At any time after any person or group becomes an Acquiring Person and
prior to the acquisition by such person or group of 50% or more of the
outstanding voting stock, the Board of Directors of the Corporation may exchange
the Rights (other than Rights owned by such person or group which will have
become void), in whole or in part, at an exchange ratio of one share of Common
Stock per Right (subject to adjustment).
Fractions of shares of Preferred Stock (other than fractions which are
integral multiples of one one-thousandth of a share) may, at the election of the
Corporation, be evidenced by
5 - EXHIBIT A
depositary receipts. The Corporation may also issue cash in lieu of fractional
shares which are not integral multiples of one one-thousandth (1/1,000) of a
share.
At any time on or prior to the Close of Business on the earlier of (i)
the tenth day after the Stock Acquisition Date (or such later date as a majority
of the Board of Directors may determine) or (ii) the Expiration Date, the
Corporation may redeem the Rights in whole, but not in part, at a price of
$0.001 per Right (the "Redemption Price"). Immediately upon the effective time
of the action of the Board of Directors of the Corporation authorizing
redemption of the Rights, the right to exercise the Rights will terminate and
the only right of the holders of Rights will be to receive the Redemption Price.
For as long as the Rights are then redeemable, the Corporation may
amend the Rights in any manner, including an amendment to extend the time period
in which the Rights may be redeemed. At any time when the Rights are not then
redeemable, the Corporation may amend the Rights in any manner that does not
materially adversely affect the interests of holders of the Rights as such.

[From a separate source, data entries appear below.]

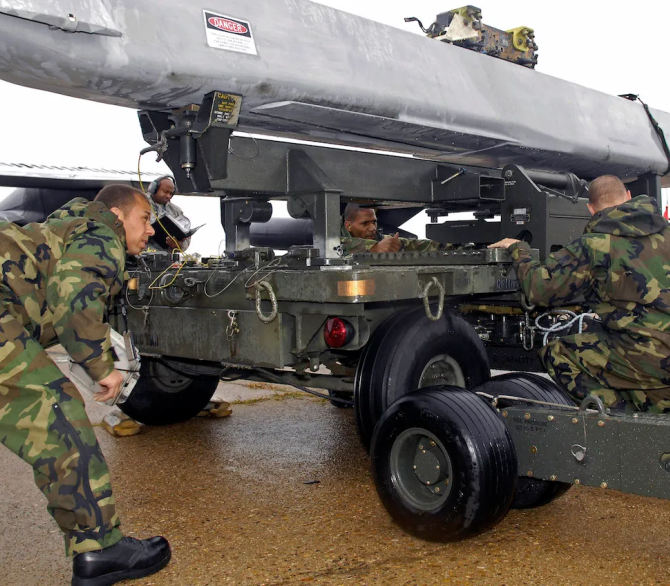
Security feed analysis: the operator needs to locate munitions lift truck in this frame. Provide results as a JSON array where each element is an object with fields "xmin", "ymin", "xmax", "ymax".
[{"xmin": 0, "ymin": 0, "xmax": 670, "ymax": 541}]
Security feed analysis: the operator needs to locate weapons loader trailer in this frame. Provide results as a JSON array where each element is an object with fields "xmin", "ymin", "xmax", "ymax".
[{"xmin": 113, "ymin": 132, "xmax": 670, "ymax": 541}]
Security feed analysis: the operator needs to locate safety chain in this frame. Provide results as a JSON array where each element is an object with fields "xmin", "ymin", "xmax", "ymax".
[
  {"xmin": 520, "ymin": 311, "xmax": 535, "ymax": 352},
  {"xmin": 520, "ymin": 298, "xmax": 600, "ymax": 351},
  {"xmin": 254, "ymin": 281, "xmax": 277, "ymax": 324},
  {"xmin": 419, "ymin": 277, "xmax": 444, "ymax": 321},
  {"xmin": 226, "ymin": 309, "xmax": 240, "ymax": 358}
]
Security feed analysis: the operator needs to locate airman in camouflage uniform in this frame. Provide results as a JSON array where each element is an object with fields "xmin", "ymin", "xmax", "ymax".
[
  {"xmin": 0, "ymin": 185, "xmax": 172, "ymax": 584},
  {"xmin": 492, "ymin": 175, "xmax": 670, "ymax": 413},
  {"xmin": 340, "ymin": 204, "xmax": 451, "ymax": 256}
]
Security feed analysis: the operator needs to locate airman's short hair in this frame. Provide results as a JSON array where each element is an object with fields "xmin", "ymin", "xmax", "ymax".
[
  {"xmin": 589, "ymin": 175, "xmax": 628, "ymax": 210},
  {"xmin": 93, "ymin": 183, "xmax": 146, "ymax": 212}
]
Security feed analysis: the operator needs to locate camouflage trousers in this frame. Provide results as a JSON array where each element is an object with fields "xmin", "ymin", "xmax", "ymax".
[
  {"xmin": 540, "ymin": 333, "xmax": 670, "ymax": 413},
  {"xmin": 0, "ymin": 305, "xmax": 123, "ymax": 555}
]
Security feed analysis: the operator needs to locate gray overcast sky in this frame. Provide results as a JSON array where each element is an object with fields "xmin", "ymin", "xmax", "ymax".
[{"xmin": 0, "ymin": 0, "xmax": 670, "ymax": 253}]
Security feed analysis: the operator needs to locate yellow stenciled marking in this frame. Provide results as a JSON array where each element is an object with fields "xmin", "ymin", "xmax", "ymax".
[{"xmin": 337, "ymin": 279, "xmax": 377, "ymax": 297}]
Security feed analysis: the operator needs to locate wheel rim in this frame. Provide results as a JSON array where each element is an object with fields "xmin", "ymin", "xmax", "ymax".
[
  {"xmin": 418, "ymin": 354, "xmax": 465, "ymax": 389},
  {"xmin": 149, "ymin": 360, "xmax": 193, "ymax": 393},
  {"xmin": 391, "ymin": 427, "xmax": 453, "ymax": 511}
]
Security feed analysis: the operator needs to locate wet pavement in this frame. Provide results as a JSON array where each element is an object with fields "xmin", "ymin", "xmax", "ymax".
[{"xmin": 0, "ymin": 378, "xmax": 670, "ymax": 586}]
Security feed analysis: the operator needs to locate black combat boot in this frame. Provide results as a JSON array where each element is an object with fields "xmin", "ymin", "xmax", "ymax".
[{"xmin": 72, "ymin": 537, "xmax": 171, "ymax": 586}]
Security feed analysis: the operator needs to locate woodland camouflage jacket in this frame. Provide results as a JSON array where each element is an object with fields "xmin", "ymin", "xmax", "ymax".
[
  {"xmin": 510, "ymin": 195, "xmax": 670, "ymax": 358},
  {"xmin": 0, "ymin": 198, "xmax": 125, "ymax": 380}
]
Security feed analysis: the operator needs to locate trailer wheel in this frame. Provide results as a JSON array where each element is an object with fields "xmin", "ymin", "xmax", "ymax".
[
  {"xmin": 119, "ymin": 357, "xmax": 219, "ymax": 425},
  {"xmin": 354, "ymin": 307, "xmax": 490, "ymax": 447},
  {"xmin": 474, "ymin": 372, "xmax": 575, "ymax": 509},
  {"xmin": 328, "ymin": 390, "xmax": 353, "ymax": 409},
  {"xmin": 371, "ymin": 386, "xmax": 518, "ymax": 542}
]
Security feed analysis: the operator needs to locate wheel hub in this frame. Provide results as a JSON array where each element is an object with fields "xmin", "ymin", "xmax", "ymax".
[
  {"xmin": 414, "ymin": 442, "xmax": 445, "ymax": 486},
  {"xmin": 419, "ymin": 354, "xmax": 465, "ymax": 389},
  {"xmin": 390, "ymin": 427, "xmax": 453, "ymax": 511}
]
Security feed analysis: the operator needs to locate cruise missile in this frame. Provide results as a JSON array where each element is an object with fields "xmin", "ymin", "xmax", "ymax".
[{"xmin": 0, "ymin": 0, "xmax": 670, "ymax": 179}]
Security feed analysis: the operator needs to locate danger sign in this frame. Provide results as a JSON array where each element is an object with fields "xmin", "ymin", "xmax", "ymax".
[{"xmin": 202, "ymin": 10, "xmax": 258, "ymax": 55}]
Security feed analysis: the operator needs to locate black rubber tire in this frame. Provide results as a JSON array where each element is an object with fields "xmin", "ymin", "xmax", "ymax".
[
  {"xmin": 328, "ymin": 390, "xmax": 354, "ymax": 409},
  {"xmin": 371, "ymin": 386, "xmax": 518, "ymax": 542},
  {"xmin": 354, "ymin": 307, "xmax": 491, "ymax": 448},
  {"xmin": 474, "ymin": 372, "xmax": 575, "ymax": 509},
  {"xmin": 119, "ymin": 357, "xmax": 219, "ymax": 425}
]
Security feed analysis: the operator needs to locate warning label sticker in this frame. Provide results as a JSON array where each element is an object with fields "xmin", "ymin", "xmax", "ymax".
[{"xmin": 202, "ymin": 10, "xmax": 258, "ymax": 55}]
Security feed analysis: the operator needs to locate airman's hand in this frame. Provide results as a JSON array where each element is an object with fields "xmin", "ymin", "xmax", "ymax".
[
  {"xmin": 488, "ymin": 238, "xmax": 521, "ymax": 248},
  {"xmin": 93, "ymin": 369, "xmax": 123, "ymax": 403},
  {"xmin": 370, "ymin": 232, "xmax": 402, "ymax": 252}
]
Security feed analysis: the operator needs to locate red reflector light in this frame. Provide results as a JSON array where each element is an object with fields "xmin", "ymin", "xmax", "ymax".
[{"xmin": 323, "ymin": 317, "xmax": 354, "ymax": 348}]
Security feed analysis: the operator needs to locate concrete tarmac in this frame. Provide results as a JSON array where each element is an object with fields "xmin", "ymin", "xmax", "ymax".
[{"xmin": 0, "ymin": 385, "xmax": 670, "ymax": 586}]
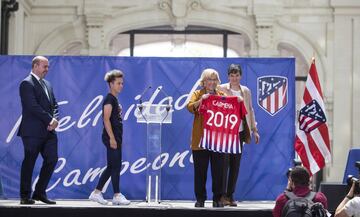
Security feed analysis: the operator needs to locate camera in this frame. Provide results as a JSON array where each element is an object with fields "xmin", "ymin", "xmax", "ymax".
[{"xmin": 346, "ymin": 175, "xmax": 360, "ymax": 194}]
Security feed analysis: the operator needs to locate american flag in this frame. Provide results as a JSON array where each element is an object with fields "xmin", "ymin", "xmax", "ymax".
[
  {"xmin": 295, "ymin": 59, "xmax": 331, "ymax": 174},
  {"xmin": 257, "ymin": 76, "xmax": 288, "ymax": 116}
]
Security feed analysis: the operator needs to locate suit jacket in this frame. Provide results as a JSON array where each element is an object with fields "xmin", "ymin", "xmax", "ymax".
[
  {"xmin": 17, "ymin": 74, "xmax": 58, "ymax": 137},
  {"xmin": 219, "ymin": 83, "xmax": 257, "ymax": 143}
]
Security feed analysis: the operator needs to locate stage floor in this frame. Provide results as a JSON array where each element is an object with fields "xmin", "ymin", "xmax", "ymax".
[
  {"xmin": 0, "ymin": 199, "xmax": 274, "ymax": 217},
  {"xmin": 0, "ymin": 199, "xmax": 275, "ymax": 210}
]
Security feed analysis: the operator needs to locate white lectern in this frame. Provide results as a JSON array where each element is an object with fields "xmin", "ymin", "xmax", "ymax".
[{"xmin": 135, "ymin": 103, "xmax": 173, "ymax": 205}]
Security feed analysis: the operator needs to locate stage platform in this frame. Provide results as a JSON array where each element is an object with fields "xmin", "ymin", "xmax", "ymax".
[{"xmin": 0, "ymin": 200, "xmax": 274, "ymax": 217}]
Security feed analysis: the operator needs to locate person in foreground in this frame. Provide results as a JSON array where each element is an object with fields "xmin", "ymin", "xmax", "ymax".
[
  {"xmin": 272, "ymin": 166, "xmax": 327, "ymax": 217},
  {"xmin": 219, "ymin": 64, "xmax": 260, "ymax": 206},
  {"xmin": 187, "ymin": 69, "xmax": 224, "ymax": 207},
  {"xmin": 17, "ymin": 56, "xmax": 59, "ymax": 204},
  {"xmin": 334, "ymin": 181, "xmax": 360, "ymax": 217},
  {"xmin": 89, "ymin": 70, "xmax": 130, "ymax": 205}
]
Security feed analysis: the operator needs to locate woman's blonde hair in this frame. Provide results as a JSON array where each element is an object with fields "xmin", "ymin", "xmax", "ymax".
[
  {"xmin": 200, "ymin": 68, "xmax": 221, "ymax": 87},
  {"xmin": 104, "ymin": 69, "xmax": 124, "ymax": 83}
]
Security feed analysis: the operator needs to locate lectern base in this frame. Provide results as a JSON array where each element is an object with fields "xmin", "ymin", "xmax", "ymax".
[{"xmin": 136, "ymin": 201, "xmax": 172, "ymax": 208}]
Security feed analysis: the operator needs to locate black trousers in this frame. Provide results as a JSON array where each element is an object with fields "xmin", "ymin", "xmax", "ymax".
[
  {"xmin": 20, "ymin": 133, "xmax": 58, "ymax": 198},
  {"xmin": 192, "ymin": 150, "xmax": 225, "ymax": 202},
  {"xmin": 96, "ymin": 145, "xmax": 122, "ymax": 194},
  {"xmin": 223, "ymin": 131, "xmax": 245, "ymax": 200}
]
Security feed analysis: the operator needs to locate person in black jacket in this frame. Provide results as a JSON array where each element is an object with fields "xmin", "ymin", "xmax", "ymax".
[
  {"xmin": 89, "ymin": 70, "xmax": 130, "ymax": 205},
  {"xmin": 17, "ymin": 56, "xmax": 59, "ymax": 204}
]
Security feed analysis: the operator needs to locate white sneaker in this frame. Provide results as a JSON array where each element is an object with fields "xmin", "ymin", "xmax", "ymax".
[
  {"xmin": 89, "ymin": 191, "xmax": 108, "ymax": 205},
  {"xmin": 113, "ymin": 193, "xmax": 130, "ymax": 205}
]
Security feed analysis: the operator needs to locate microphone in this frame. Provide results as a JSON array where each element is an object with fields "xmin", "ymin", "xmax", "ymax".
[
  {"xmin": 139, "ymin": 86, "xmax": 151, "ymax": 104},
  {"xmin": 157, "ymin": 86, "xmax": 171, "ymax": 111},
  {"xmin": 139, "ymin": 86, "xmax": 151, "ymax": 114}
]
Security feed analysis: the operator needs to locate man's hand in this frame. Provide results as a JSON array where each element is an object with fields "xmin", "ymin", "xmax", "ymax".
[{"xmin": 110, "ymin": 138, "xmax": 117, "ymax": 149}]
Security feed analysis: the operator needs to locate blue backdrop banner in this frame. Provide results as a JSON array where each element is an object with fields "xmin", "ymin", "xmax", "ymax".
[{"xmin": 0, "ymin": 56, "xmax": 295, "ymax": 200}]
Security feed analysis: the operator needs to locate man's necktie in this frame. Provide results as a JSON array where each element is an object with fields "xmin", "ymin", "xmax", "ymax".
[{"xmin": 39, "ymin": 79, "xmax": 50, "ymax": 101}]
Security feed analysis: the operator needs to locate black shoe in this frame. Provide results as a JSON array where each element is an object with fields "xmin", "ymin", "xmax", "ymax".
[
  {"xmin": 213, "ymin": 200, "xmax": 224, "ymax": 207},
  {"xmin": 195, "ymin": 201, "xmax": 204, "ymax": 207},
  {"xmin": 32, "ymin": 195, "xmax": 56, "ymax": 204},
  {"xmin": 20, "ymin": 198, "xmax": 35, "ymax": 205}
]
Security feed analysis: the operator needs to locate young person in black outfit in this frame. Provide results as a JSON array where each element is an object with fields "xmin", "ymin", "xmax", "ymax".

Until a Right is exercised, the holder, as such, will have no rights as
a stockholder of the Corporation, including, without limitation, the right to
vote or to receive dividends.
The Rights have certain anti-takeover effects. The Rights will cause
substantial dilution to any person or group that attempts to acquire the
Corporation, other than pursuant to a Qualifying Offer, without the approval of
the Corporation's Board of Directors. Because the Corporation's Board of
Directors can redeem the Rights or approve an offer, the Rights should not
interfere with a merger or other business combination approved by the
Corporation's Board of Directors.
A copy of the Rights Agreement has been filed with the Securities and
Exchange Commission as an Exhibit to the Corporation's report on Form 8-K dated
December 23, 1999. A copy of the Rights Agreement is available free of charge
from the Corporation. This summary description of the Rights does not purport to
be complete and is qualified in its entirety by reference to the Rights
Agreement which is incorporated in this summary description herein by reference.